I have many sparkley ones, but I only wear them at weekends


----------



## Linny (Jun 23, 2009)

CharlieC25 said:


> Anyone know where I can buy a ladies posing suit for the NPA?
> 
> I'd ideally like one with cups as supposed to the triangle bikini style so if anyone knows anywhere that I can get one let me know
> 
> I know you can get the triangle bikini ones from bodybuilding.com so looking for some other sites if poss...


This lady is fantastic. Not all her suits are on show if you e-mail her she will send you a password to her site to view more 

http://www.bikiniguru.com/


----------



## avril (Mar 5, 2005)

Greekgoddess said:


> I believe Avril is now a Nabba judge......and yes, she has an awesome physique!


you 2 are getting me a red face here lol

thanks very much...

xxxxxxx


----------



## The_Kernal (Apr 5, 2008)

CHRISSIES COZZIES

THE BEST


----------



## CharlieC25 (Oct 27, 2008)

Thanks Linny thats a good site. I'm going to wait for another few weeks till I've dropped abit more weight then start contacting everyone to see who can do me the best deal 

Bob - sparkly ones at weekends only!
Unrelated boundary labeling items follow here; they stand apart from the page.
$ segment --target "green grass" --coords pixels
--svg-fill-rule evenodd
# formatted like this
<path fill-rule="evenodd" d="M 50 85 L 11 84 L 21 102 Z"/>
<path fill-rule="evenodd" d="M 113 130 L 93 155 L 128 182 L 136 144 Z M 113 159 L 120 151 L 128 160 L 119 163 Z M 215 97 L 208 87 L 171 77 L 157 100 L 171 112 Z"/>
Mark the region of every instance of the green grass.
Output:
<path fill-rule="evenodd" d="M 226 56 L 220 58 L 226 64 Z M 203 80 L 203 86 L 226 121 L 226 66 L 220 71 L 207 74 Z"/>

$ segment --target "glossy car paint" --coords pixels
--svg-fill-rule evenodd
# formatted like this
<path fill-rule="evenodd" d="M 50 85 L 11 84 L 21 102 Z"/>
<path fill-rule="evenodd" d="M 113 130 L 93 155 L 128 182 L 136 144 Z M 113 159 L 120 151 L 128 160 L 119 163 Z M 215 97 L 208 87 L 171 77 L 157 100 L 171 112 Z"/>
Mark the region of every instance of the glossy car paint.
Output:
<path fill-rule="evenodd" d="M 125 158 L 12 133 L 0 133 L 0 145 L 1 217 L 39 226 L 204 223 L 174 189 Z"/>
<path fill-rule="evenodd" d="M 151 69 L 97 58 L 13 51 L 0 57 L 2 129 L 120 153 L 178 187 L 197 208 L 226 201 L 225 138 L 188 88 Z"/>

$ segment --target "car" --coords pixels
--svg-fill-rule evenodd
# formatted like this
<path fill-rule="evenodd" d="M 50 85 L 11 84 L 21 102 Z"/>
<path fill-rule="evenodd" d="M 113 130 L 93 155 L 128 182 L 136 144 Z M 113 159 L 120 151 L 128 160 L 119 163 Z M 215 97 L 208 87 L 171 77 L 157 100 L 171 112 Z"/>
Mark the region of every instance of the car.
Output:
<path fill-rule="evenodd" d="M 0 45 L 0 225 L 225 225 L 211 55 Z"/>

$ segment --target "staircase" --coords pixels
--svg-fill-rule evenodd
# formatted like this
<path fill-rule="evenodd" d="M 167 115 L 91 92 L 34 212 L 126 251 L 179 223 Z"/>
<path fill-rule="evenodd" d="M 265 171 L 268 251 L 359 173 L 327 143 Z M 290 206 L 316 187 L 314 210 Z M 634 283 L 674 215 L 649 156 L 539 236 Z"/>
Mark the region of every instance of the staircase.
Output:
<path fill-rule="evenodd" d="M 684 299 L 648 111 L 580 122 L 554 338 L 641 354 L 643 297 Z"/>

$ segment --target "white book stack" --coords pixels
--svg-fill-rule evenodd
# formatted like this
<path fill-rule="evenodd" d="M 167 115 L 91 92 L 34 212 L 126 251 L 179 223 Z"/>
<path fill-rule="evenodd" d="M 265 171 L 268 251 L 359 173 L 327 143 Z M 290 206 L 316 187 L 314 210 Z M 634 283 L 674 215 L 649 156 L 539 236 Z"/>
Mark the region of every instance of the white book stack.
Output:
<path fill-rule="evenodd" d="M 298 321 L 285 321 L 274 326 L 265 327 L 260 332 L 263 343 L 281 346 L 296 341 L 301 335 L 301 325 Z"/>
Surely that is unfair on the weekdays??


----------



## ElfinTan (May 23, 2008)

Danny Findlay aka Ragdoll is a diamond and Chrissie is ace!


----------



## Lola (Aug 2, 2010)

There is a lady called Kit who lives in Bournemouth who makes 1 and 2 peace suits, really good prices, plain or fancy....

beautiful range of fabrics too.

her email address is [email protected]

i know she is personally building her own web site but she said it wouldnt be ready until later in the year 2010.

Ive had suits from her, cant fault them or her, she is lovely, and an ex bodybuilder so knows what we have to go though.

Lola


----------